These Days (The Virginia Sessions) is an album released by the Richmond, Virginia, based Pat McGee Band.  It was produced by former keyboardist Todd Wright and was officially released at their July 6, 2007, concert at the Wolf Trap National Park for the Performing Arts, though it had been available on compact disc and via digital download beginning July 1.

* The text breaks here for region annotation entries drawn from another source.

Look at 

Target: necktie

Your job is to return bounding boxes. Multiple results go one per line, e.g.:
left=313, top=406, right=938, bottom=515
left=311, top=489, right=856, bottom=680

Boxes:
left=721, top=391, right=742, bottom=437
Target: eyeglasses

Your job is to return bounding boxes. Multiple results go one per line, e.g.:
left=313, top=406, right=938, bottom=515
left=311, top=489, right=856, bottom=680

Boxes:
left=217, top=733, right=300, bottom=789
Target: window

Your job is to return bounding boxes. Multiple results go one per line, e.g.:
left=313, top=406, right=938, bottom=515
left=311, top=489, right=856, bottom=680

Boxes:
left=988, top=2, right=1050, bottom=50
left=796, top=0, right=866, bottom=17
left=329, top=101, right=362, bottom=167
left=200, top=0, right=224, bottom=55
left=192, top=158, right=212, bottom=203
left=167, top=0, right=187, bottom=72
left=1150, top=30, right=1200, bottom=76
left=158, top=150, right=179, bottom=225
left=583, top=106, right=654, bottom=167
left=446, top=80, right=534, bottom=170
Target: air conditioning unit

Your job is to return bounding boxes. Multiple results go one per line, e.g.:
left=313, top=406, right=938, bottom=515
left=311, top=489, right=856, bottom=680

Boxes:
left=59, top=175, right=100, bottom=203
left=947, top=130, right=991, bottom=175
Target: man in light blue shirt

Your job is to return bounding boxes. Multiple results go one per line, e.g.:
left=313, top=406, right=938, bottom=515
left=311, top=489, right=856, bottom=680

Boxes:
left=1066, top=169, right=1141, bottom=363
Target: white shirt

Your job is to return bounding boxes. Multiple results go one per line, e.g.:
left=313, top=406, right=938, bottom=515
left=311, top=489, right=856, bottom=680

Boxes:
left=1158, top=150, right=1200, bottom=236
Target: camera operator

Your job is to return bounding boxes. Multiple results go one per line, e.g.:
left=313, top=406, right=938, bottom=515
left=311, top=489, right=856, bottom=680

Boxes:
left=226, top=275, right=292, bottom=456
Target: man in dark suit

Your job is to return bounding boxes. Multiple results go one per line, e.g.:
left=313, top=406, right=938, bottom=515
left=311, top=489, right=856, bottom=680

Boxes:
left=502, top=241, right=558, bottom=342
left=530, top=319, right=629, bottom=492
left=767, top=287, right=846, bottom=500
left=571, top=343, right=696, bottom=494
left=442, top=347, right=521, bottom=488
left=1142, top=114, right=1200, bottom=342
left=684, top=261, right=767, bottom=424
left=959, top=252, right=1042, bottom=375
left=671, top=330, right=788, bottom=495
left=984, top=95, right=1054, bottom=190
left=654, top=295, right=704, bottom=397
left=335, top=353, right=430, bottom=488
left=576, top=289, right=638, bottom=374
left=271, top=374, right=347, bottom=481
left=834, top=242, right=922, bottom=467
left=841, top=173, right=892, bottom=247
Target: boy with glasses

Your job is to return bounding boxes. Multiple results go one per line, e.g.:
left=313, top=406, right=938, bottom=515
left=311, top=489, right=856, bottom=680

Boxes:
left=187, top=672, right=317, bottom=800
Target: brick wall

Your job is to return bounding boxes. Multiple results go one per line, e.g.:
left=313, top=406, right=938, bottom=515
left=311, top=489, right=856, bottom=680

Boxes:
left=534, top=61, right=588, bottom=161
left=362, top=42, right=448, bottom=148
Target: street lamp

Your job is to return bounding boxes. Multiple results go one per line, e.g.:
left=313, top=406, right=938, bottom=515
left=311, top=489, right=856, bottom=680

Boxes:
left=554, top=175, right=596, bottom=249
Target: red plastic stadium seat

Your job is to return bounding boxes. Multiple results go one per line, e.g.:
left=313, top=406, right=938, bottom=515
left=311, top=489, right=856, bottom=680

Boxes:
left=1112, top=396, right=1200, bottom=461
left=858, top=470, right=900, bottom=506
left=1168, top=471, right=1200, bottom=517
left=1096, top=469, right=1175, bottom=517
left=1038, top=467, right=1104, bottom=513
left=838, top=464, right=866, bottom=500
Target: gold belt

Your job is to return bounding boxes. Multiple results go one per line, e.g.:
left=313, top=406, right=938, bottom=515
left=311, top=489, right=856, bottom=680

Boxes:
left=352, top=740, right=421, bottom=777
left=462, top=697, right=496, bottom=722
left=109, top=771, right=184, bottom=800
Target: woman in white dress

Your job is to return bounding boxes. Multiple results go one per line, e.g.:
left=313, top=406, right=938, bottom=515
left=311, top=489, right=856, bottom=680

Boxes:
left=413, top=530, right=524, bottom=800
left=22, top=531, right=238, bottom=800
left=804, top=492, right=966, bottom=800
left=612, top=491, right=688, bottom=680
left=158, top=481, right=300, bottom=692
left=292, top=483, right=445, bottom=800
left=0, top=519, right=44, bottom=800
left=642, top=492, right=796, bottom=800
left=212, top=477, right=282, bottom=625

The record and the lyrics to "End of October" were dedicated to Chris Williams, who died October 29, 2006.

Track listing
"Guess We Were" 3:45
"I Don't Think I'm Listening" 3:32
"Elizabeth" 3:48
"Come Back Home" 4:09
"All Over You" 4:07
"Maybe It's Time" 5:20
"The Hand That Holds You" 4:43
"You Want It All" 3:06
"The End of October" 3:51

Personnel
Pat McGee: guitars, lead vocals
Brian Fechino: guitars, backing vocals
Crix Reardon: bass, backing vocals
Jonathan Williams: keyboards, backing vocals
Chardy McEwan: percussion, backing vocals
Chris Williams: drum loops
Chris Bashista: drums
Michael Ghegan: tenor saxophone
Todd Wright: "lots of things cool"
Nate Brown: drums
Al Walsh: backing vocals
Hugh McGee: backing vocals
Mike Meadows: cello

Reception

William Ruhlmann of AllMusic said Pat McGee's performance on These Days created a deeper album than previous Pat McGee Band albums.